You know, it’s really depressing that Defense Department leaders are so much smarter than our elite media:
Jerome Starkey, the Afghanistan correspondent for the Times of London, says the “embed culture” of reporting in war zones results in military censorship and self-censorship that allows military commanders to get away with falsehoods about civilian deaths.Actually, let me correct that: Elite media was probably fully aware of that, and just looking for a plausible model that would allow them catapult government propaganda during wartime while still appearing independent. Well, you did - and no one ever questioned your patriotism, either. Mission Accomplished!
Vandals threaten Democrats and attack their offices. Republicans blame Democrats. Yes, Newt, it’s all just a masterfully orchestrated ratfuck. Oh, and in addition to being violent extremists they are also breathtaking hypocrites: “Vanderboegh is on Social Security Disability[.]”

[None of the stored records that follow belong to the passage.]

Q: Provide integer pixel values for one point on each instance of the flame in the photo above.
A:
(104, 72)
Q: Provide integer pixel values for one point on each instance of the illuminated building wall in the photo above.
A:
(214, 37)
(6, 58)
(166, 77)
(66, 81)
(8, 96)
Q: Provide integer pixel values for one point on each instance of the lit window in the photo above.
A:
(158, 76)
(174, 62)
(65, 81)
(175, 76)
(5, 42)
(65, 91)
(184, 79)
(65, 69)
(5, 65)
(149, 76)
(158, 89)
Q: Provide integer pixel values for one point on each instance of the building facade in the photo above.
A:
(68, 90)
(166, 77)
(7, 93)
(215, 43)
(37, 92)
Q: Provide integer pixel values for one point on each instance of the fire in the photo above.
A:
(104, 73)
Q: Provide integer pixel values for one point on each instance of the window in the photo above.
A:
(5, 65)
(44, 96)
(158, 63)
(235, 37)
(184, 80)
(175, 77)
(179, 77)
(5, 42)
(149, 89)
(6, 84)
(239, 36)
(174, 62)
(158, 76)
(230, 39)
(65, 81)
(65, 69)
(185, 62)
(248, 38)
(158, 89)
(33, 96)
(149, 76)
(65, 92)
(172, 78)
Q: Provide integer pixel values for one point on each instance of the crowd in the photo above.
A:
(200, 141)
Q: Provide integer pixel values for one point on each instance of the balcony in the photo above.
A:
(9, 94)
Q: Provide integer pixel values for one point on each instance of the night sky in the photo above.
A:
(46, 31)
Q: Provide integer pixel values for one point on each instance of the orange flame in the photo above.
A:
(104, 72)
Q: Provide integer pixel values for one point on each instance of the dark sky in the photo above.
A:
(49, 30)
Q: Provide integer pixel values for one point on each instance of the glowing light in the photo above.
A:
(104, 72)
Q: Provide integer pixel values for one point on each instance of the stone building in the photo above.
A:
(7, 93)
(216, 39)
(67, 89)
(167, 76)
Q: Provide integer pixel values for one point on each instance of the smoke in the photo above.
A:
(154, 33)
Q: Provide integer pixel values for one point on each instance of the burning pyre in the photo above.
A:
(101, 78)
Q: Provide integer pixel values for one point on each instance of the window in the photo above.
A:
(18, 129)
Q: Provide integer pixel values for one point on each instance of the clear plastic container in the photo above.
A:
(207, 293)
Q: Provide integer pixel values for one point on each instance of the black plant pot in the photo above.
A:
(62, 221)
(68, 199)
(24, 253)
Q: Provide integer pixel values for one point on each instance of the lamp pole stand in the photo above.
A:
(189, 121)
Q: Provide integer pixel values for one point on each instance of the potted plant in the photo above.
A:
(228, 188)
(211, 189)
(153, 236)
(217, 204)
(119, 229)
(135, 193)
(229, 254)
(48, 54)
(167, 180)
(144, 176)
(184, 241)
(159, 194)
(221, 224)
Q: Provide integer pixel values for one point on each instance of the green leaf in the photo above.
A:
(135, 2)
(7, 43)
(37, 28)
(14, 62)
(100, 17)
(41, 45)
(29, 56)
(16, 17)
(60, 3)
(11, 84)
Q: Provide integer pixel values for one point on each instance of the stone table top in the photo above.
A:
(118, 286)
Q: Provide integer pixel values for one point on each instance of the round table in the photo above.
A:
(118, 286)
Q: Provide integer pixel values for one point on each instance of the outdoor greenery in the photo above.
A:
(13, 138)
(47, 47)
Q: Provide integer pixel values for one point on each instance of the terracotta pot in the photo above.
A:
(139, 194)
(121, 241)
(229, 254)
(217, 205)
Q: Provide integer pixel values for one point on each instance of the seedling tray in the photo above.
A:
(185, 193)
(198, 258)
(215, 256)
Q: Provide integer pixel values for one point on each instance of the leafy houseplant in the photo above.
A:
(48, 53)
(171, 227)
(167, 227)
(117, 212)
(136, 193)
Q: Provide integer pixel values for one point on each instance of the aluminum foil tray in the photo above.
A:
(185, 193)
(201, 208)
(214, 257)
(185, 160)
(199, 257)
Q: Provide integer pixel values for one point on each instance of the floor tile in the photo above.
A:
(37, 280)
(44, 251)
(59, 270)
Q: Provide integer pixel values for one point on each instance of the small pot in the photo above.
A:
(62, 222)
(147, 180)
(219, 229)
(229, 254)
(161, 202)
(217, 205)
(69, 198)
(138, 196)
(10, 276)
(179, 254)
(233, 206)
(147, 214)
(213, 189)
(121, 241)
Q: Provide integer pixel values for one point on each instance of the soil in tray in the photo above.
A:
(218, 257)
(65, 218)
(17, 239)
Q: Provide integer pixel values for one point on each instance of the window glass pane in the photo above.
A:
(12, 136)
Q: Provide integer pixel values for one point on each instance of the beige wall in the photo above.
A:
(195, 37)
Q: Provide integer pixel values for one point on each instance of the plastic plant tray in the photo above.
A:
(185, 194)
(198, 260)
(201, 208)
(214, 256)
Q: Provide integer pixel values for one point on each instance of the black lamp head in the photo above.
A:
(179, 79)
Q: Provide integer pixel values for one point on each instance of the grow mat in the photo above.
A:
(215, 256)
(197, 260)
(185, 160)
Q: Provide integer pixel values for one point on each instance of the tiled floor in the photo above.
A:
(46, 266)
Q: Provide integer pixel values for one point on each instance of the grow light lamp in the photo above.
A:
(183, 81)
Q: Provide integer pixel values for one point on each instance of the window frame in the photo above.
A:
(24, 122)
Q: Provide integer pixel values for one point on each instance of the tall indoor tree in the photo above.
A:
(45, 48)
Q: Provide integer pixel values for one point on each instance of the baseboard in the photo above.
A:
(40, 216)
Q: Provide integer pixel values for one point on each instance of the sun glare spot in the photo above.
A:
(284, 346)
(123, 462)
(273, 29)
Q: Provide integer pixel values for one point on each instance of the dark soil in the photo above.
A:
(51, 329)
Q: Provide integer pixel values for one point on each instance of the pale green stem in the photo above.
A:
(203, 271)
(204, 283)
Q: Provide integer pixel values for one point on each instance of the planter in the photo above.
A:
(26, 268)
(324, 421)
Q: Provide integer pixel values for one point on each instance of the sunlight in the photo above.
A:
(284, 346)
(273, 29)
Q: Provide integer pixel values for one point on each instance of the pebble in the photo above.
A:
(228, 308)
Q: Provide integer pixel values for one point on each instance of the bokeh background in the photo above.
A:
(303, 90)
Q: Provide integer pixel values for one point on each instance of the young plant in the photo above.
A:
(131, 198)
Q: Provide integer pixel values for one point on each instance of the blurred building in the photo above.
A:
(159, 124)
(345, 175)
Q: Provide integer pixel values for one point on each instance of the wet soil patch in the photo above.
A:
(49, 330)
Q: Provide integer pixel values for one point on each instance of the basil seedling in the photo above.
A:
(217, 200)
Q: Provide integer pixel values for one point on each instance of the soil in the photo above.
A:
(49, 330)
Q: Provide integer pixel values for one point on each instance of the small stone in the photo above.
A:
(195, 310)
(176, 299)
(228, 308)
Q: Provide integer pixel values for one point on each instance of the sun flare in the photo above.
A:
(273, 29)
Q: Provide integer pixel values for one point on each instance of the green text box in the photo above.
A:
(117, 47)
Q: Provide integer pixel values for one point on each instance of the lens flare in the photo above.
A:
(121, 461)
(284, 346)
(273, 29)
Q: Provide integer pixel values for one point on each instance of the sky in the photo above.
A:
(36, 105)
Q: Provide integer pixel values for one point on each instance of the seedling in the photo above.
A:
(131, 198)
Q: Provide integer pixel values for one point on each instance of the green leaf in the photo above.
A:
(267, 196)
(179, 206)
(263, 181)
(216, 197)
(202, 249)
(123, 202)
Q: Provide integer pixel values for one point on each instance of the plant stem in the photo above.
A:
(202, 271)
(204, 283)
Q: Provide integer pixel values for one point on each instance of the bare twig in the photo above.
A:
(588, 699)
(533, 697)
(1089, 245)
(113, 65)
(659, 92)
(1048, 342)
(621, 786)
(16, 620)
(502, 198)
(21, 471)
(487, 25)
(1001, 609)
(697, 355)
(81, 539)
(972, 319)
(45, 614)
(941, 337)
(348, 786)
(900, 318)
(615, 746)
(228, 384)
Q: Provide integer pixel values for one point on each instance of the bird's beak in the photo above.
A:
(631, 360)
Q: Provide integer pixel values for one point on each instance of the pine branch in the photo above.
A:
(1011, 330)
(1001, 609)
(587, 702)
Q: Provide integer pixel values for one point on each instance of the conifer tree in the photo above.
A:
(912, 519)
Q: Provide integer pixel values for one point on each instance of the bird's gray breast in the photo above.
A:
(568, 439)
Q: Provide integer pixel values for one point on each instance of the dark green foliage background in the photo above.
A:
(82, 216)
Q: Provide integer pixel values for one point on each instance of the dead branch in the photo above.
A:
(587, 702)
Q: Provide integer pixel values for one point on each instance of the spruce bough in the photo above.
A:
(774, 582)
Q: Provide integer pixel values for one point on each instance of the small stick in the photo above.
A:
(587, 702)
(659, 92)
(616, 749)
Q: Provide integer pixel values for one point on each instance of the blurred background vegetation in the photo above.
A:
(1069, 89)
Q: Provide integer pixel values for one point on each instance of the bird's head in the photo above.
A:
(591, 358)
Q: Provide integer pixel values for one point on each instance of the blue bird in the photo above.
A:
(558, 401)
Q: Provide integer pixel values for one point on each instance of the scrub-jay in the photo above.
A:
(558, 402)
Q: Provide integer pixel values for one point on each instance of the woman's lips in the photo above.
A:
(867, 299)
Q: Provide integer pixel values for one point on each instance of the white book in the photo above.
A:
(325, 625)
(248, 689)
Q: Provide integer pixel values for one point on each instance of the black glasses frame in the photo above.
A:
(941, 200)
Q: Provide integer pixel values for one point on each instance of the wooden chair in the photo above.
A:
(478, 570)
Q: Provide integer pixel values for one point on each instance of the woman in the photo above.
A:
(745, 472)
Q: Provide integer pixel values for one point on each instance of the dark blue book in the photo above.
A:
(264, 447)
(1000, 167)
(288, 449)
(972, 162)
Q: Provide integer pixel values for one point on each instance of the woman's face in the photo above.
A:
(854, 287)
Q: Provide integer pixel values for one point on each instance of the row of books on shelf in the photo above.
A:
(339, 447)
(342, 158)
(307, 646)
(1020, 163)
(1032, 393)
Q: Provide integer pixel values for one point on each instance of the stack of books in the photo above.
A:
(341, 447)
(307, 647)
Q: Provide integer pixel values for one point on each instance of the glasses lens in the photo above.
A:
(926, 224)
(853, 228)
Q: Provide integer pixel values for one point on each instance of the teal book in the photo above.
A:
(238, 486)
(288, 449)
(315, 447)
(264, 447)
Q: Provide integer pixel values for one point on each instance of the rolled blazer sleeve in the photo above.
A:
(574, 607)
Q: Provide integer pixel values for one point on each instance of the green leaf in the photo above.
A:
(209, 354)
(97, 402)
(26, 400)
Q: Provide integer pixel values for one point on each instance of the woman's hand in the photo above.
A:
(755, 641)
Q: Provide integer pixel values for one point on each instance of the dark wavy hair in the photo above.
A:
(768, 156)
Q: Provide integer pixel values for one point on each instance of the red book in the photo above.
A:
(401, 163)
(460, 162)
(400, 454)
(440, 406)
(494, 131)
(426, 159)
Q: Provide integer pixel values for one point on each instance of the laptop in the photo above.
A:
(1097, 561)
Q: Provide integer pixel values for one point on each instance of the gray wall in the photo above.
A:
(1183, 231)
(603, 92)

I understand the impulse behind this, but all it does is turn her into a free speech martyr. The likes of her are ultimately self-marginalizing; give ‘em enough rope. Wouldn’t you rather read stories like this?
I really like Bruce Bartlett and think there is a world of difference between him and David Frum. I’ll admit part of it is personal, since Bartlett wrote me a very nice email a couple years ago about one of my posts. Consider this, though: Bartlett had the courage to write a pointedly critical book about George W. Bush during the Bush presidency. One of my most common complaints about the right is that they are too obedient to authority and never take on their own leadership when it matters. Bartlett is a rare exception, and note how he was purged for his efforts.
Frum, on the other hand, was perfectly happy to toe the party line when the wind was at Republicans’ backs. Only now that they have become discredited does he voice any misgivings, and he refuses to give an honest accounting of his previous cheerleading. There is a world of difference between the two. Bartlett stood up when it mattered; Frum had his change of heart once the damage was already done, and still seems to be fine with his previous positions. It is very generous of Bruce to describe David as a fellow traveler, but in my book there’s a chasm between the two. (Also, I have a hard time imaging Bartlett being reduced to stuttering incoherence because he made a transparently phony argument and got called on it.) Shorter version:
Here’s a man who came up with “Axis of Evil”, who wrote a book defending the Iraq War and advocating the same treatment for Syria, and who ultimately endorsed Sarah Palin even though he knew she was completely unqualified. His problem today was timing, not an excess of honesty or nobility.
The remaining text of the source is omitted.